女性活躍推進法に基づく一般事業主行動計画では、これまで従業員数301人以上の事業主を対象に男女間賃金差異及び、①女性労働者に対する職業生活に関する機会の提供、②職業生活と家庭生活との両立に資する雇用環境の整備、に関する各項目から、それぞれ1項目以上(計2項目以上)の公表が義務づけられ、同101人以上300人以下の事業主には、上記①②いずれかから1項目以上の公表が義務づけられていた。
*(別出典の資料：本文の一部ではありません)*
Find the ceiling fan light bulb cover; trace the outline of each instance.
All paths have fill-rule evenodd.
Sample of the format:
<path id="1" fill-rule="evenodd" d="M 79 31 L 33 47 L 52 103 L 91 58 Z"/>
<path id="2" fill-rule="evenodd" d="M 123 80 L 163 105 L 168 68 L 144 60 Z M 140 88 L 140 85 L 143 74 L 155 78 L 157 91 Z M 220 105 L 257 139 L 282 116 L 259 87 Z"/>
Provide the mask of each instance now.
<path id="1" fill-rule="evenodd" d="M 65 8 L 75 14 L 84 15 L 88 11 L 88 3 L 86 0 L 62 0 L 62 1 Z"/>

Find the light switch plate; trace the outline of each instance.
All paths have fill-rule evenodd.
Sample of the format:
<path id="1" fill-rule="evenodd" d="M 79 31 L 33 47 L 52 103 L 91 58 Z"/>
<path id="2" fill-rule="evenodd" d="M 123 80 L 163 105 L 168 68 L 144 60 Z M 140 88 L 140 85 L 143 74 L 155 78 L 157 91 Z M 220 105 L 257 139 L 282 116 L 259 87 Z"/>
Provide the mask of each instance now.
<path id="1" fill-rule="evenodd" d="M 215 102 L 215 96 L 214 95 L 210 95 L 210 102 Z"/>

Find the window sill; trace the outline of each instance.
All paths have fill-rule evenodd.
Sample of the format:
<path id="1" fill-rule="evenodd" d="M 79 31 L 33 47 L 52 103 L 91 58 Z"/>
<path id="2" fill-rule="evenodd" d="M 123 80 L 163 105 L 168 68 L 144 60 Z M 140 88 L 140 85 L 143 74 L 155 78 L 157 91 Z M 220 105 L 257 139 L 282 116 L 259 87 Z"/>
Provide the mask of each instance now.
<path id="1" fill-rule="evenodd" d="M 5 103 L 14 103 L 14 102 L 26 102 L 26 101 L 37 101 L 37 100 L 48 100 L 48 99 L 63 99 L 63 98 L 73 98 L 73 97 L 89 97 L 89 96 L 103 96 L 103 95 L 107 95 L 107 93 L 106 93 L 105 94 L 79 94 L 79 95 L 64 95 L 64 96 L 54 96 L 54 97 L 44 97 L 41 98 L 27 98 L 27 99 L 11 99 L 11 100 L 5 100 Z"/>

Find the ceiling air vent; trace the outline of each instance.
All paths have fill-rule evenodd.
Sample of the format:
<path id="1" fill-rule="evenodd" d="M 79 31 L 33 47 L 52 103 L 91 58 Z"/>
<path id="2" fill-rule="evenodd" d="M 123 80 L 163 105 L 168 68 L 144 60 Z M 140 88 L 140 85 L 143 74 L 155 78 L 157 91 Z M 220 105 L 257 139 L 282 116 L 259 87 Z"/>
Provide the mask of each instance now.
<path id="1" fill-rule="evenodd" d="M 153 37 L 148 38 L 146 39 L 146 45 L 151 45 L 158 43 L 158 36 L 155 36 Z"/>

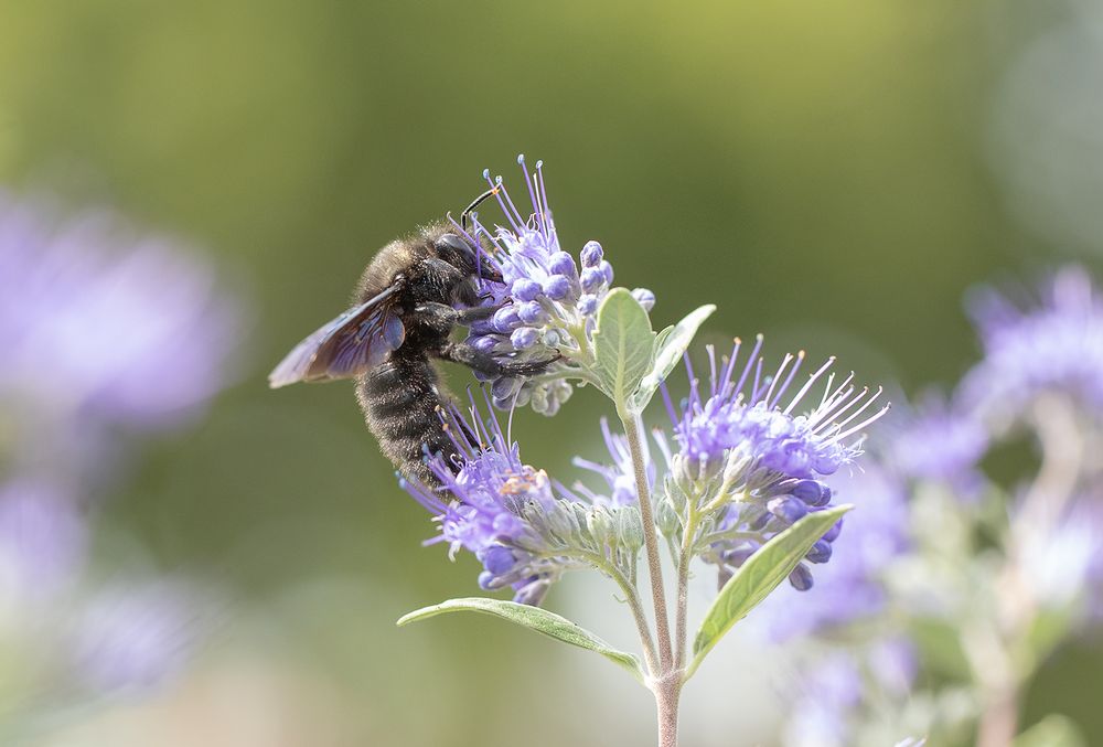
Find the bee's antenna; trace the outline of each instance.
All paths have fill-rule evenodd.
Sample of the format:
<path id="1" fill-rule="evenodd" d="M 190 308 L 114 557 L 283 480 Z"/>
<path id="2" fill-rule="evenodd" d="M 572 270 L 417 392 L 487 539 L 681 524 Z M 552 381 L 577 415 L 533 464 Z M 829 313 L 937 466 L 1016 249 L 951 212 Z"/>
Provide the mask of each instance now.
<path id="1" fill-rule="evenodd" d="M 486 190 L 485 192 L 483 192 L 482 194 L 480 194 L 478 198 L 475 198 L 470 205 L 468 205 L 467 207 L 464 207 L 463 212 L 460 214 L 460 227 L 463 228 L 464 231 L 467 231 L 468 230 L 468 216 L 471 215 L 471 213 L 474 212 L 474 209 L 478 207 L 480 204 L 482 204 L 482 202 L 484 200 L 489 200 L 490 198 L 493 198 L 495 194 L 499 193 L 499 190 L 501 190 L 501 189 L 502 189 L 501 186 L 495 186 L 493 189 Z"/>

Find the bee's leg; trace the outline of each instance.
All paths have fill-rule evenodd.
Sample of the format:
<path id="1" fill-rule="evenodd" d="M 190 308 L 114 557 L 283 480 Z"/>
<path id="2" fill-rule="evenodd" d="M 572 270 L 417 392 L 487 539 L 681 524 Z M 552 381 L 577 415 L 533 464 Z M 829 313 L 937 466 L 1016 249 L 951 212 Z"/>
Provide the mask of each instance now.
<path id="1" fill-rule="evenodd" d="M 490 319 L 499 310 L 497 306 L 476 306 L 471 309 L 453 309 L 446 303 L 419 303 L 414 316 L 439 332 L 448 332 L 456 324 L 463 327 L 472 322 Z"/>
<path id="2" fill-rule="evenodd" d="M 544 373 L 549 365 L 561 358 L 559 353 L 556 353 L 553 358 L 543 361 L 502 362 L 490 353 L 476 350 L 465 342 L 448 342 L 436 352 L 436 355 L 445 361 L 462 363 L 488 376 L 535 376 Z"/>

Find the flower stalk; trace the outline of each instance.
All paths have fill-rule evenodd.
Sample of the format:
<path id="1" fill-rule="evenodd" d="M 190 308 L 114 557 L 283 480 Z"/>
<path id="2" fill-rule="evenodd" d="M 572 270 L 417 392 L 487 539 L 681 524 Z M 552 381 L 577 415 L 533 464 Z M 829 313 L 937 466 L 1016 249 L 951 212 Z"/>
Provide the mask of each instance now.
<path id="1" fill-rule="evenodd" d="M 671 650 L 671 626 L 666 610 L 666 589 L 663 585 L 663 563 L 658 555 L 658 537 L 651 505 L 651 489 L 647 484 L 646 465 L 643 460 L 643 445 L 640 437 L 639 416 L 618 407 L 624 437 L 628 439 L 635 476 L 636 494 L 640 497 L 640 515 L 643 519 L 643 545 L 647 555 L 647 575 L 651 577 L 651 596 L 655 605 L 655 632 L 658 638 L 658 668 L 652 668 L 651 690 L 655 694 L 658 712 L 660 747 L 675 747 L 678 744 L 678 697 L 682 693 L 682 673 Z M 679 563 L 679 565 L 685 565 Z M 685 591 L 678 583 L 677 620 L 685 627 Z M 684 630 L 683 630 L 684 634 Z M 681 658 L 681 657 L 679 657 Z"/>

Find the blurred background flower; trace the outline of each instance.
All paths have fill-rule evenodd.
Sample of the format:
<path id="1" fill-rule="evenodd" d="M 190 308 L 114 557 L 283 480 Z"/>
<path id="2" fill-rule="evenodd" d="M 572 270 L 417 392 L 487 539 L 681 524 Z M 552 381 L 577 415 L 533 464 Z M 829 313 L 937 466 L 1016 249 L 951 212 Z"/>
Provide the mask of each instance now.
<path id="1" fill-rule="evenodd" d="M 622 744 L 650 739 L 646 693 L 622 692 L 619 673 L 603 680 L 607 664 L 591 670 L 585 653 L 484 620 L 396 631 L 403 612 L 469 588 L 481 564 L 419 552 L 431 525 L 377 453 L 351 387 L 274 395 L 264 374 L 301 330 L 345 308 L 377 247 L 456 214 L 484 167 L 527 152 L 555 164 L 561 245 L 600 242 L 618 285 L 661 299 L 656 324 L 711 301 L 719 309 L 703 337 L 718 349 L 730 332 L 761 330 L 770 360 L 813 341 L 810 360 L 838 355 L 865 381 L 896 381 L 908 395 L 949 391 L 977 359 L 962 313 L 968 288 L 994 282 L 1027 310 L 1038 308 L 1037 291 L 1016 297 L 1013 281 L 1032 288 L 1070 260 L 1101 277 L 1097 4 L 703 2 L 629 12 L 583 2 L 103 0 L 0 10 L 3 213 L 40 216 L 0 234 L 0 287 L 26 298 L 29 288 L 9 289 L 8 267 L 21 262 L 9 256 L 10 237 L 42 237 L 43 259 L 61 265 L 43 276 L 56 288 L 12 313 L 71 345 L 50 349 L 0 322 L 0 470 L 6 485 L 10 476 L 53 495 L 12 510 L 22 516 L 12 525 L 25 527 L 12 536 L 26 549 L 0 553 L 3 594 L 14 598 L 9 579 L 25 578 L 8 566 L 30 565 L 54 578 L 34 584 L 56 589 L 42 595 L 57 600 L 50 619 L 77 619 L 97 590 L 131 578 L 140 589 L 163 575 L 188 590 L 180 576 L 213 578 L 234 601 L 218 642 L 173 686 L 141 706 L 79 714 L 41 741 L 494 745 L 523 733 L 534 747 L 610 744 L 596 723 L 617 723 Z M 534 28 L 542 33 L 518 33 Z M 17 196 L 28 194 L 53 196 L 39 207 L 42 196 Z M 124 238 L 110 218 L 104 238 L 103 205 L 146 228 L 122 227 Z M 78 226 L 86 243 L 66 248 Z M 150 233 L 185 238 L 165 248 L 142 238 Z M 176 281 L 151 291 L 141 278 L 161 269 Z M 107 277 L 118 292 L 105 290 Z M 251 326 L 235 326 L 227 300 L 243 285 L 257 307 Z M 136 286 L 137 296 L 124 292 Z M 142 298 L 165 316 L 132 311 Z M 45 299 L 67 316 L 47 313 Z M 120 317 L 132 334 L 100 337 Z M 90 354 L 105 339 L 132 358 L 113 369 Z M 227 353 L 239 384 L 212 402 L 235 372 L 222 367 Z M 73 381 L 51 391 L 63 372 Z M 592 391 L 574 397 L 555 418 L 514 419 L 526 459 L 550 474 L 571 473 L 575 455 L 602 453 L 593 424 L 609 413 L 597 412 Z M 74 407 L 78 418 L 63 417 Z M 74 429 L 55 429 L 58 418 Z M 20 438 L 26 428 L 54 435 Z M 985 451 L 982 467 L 1005 484 L 1037 463 L 1022 435 Z M 951 442 L 968 453 L 974 437 Z M 1099 502 L 1097 490 L 1081 488 L 1072 500 Z M 844 488 L 839 500 L 864 499 Z M 983 494 L 972 505 L 990 506 Z M 946 549 L 957 529 L 944 508 L 927 500 L 910 515 L 930 522 Z M 8 512 L 0 516 L 7 526 Z M 847 521 L 850 532 L 858 514 Z M 51 549 L 66 533 L 68 549 Z M 847 549 L 865 552 L 840 544 L 808 595 L 845 569 Z M 35 553 L 53 559 L 10 559 Z M 696 580 L 699 610 L 716 579 Z M 950 581 L 947 594 L 957 588 Z M 557 609 L 629 647 L 606 586 L 568 576 Z M 4 601 L 6 619 L 11 609 L 33 611 Z M 805 617 L 820 613 L 810 607 Z M 737 630 L 700 670 L 685 696 L 687 743 L 778 740 L 801 691 L 762 686 L 775 668 L 760 649 Z M 920 657 L 921 670 L 938 669 L 925 649 Z M 1101 671 L 1089 627 L 1040 664 L 1022 722 L 1060 712 L 1088 744 L 1103 743 Z M 923 676 L 900 724 L 938 705 Z M 950 700 L 939 707 L 961 705 Z M 576 717 L 553 728 L 561 713 Z M 920 736 L 882 735 L 878 744 Z"/>

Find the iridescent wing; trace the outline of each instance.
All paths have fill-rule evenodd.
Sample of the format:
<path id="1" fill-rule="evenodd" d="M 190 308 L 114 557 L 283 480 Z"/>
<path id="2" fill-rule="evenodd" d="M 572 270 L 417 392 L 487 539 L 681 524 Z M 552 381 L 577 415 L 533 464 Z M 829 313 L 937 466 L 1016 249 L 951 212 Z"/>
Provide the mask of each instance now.
<path id="1" fill-rule="evenodd" d="M 392 286 L 315 330 L 268 375 L 269 386 L 351 378 L 382 363 L 406 338 L 396 290 Z"/>

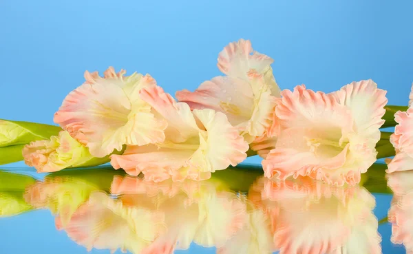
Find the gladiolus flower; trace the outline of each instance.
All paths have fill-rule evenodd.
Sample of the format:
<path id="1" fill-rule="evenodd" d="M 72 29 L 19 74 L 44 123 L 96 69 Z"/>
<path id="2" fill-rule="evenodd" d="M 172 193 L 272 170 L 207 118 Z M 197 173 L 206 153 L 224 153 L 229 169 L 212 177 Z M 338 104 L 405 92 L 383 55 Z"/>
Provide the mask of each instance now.
<path id="1" fill-rule="evenodd" d="M 381 253 L 374 198 L 363 188 L 262 178 L 252 189 L 261 193 L 254 203 L 269 217 L 281 253 Z"/>
<path id="2" fill-rule="evenodd" d="M 25 164 L 34 167 L 37 172 L 54 172 L 67 167 L 90 167 L 109 162 L 109 158 L 96 158 L 87 147 L 61 131 L 50 140 L 30 142 L 23 149 Z"/>
<path id="3" fill-rule="evenodd" d="M 166 123 L 142 100 L 139 91 L 156 85 L 149 75 L 124 76 L 109 67 L 104 77 L 86 71 L 86 82 L 67 95 L 54 122 L 95 157 L 104 157 L 124 145 L 144 145 L 165 139 Z"/>
<path id="4" fill-rule="evenodd" d="M 226 76 L 205 81 L 193 92 L 176 93 L 192 109 L 213 109 L 225 114 L 251 143 L 271 125 L 279 88 L 270 65 L 273 60 L 253 50 L 250 41 L 229 43 L 218 56 L 218 68 Z"/>
<path id="5" fill-rule="evenodd" d="M 385 93 L 371 80 L 328 94 L 304 85 L 283 91 L 275 109 L 275 148 L 262 162 L 266 176 L 308 176 L 337 185 L 359 182 L 376 160 Z"/>
<path id="6" fill-rule="evenodd" d="M 398 111 L 394 114 L 398 125 L 390 136 L 390 142 L 396 149 L 396 156 L 392 160 L 387 160 L 390 162 L 388 173 L 413 169 L 413 85 L 409 98 L 407 111 Z"/>
<path id="7" fill-rule="evenodd" d="M 226 116 L 213 109 L 191 112 L 187 103 L 176 103 L 160 87 L 145 87 L 140 96 L 160 115 L 168 127 L 164 142 L 128 146 L 123 155 L 112 155 L 118 169 L 156 182 L 172 178 L 205 180 L 211 172 L 235 166 L 246 158 L 248 144 Z"/>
令和8年4月から、従業員数301人以上の事業主には、男女間賃金差異に加えて女性管理職比率の情報公表が必須項目に追加。さらに、上記①②2項目以上の情報公表が義務づけられる。同様に、同101人以上300人以下の事業主にも、男女間賃金差異に加えて女性管理職比率の公表が必須となり、さらに上記①②いずれかから1項目以上の情報公表が義務づけられる(表2参照)。

えるぼし認定制度の見直し

女性の活躍推進に関する取り組みが優良な事業主を認定するえるぼし認定制度は、全3段階の認定基準がある「えるぼし」と、さらに高い水準の取り組みが求められる「プラチナえるぼし」の4類型がある。このうち「えるぼし」の1段階目の要件を見直すほか、すべての認定段階でプラスできる「えるぼしプラス」(仮称)を創設する。 「えるぼしプラス」(仮称)の認定要件は、女性の健康上の特性に配慮した休暇制度とともに、①半日単位・時間単位の年次有給休暇、②所定外労働の制限、③時差出勤、④フレックスタイム制、⑤短時間勤務、⑥テレワーク等のうち、いずれかの制度を利用できることなど。なお、各制度の対象は、女性に限定しなくても差し支えない。

健康保険の被扶養者認定の収入要件見直し

健康保険の被扶養者認定については、算定対象となる収入の範囲を見直す。これまでは認定対象者の「過去の収入、現時点の収入または将来の収入の見込みなどから、今後1年間の収入の見込みにより判定する」とされ、時間外労働に係る割増賃金等を含むあらゆる収入が対象となっていたが、令和8年4月以降は、労働契約に明確な規定がなく、契約締結段階では見込むことが難しい収入(時間外労働に係る賃金など)については、被扶養者の認定における年間収入に含めない。被扶養者認定の予見可能性を高めることで、認定対象者の就業調整を回避するのがねらい。当初は想定されなかった時間外労働の賃金などにより、結果的に年間収入が基準額以上になった場合であっても、その収入が社会通念上妥当な範囲に留まる場合には、これを理由として、被扶養者としての取扱いが変更されないことを明確化する。

子ども・子育て支援納付金の徴収開始

雇用保険の出生後休業支援給付金や育児時短就業給付金、自営業者やフリーランス(国民年金第1号被保険者)の育児期間中の保険料免除などの財源とされる「子ども・子育て支援納付金」は、令和8年度から医療保険料とともに徴収が開始される。健康保険の場合は、各被保険者の標準報酬月額及び標準賞与額に、それぞれ一般保険料率と子ども・子育て支援金率とを合算した率を乗じて得た額を保険者が徴収する。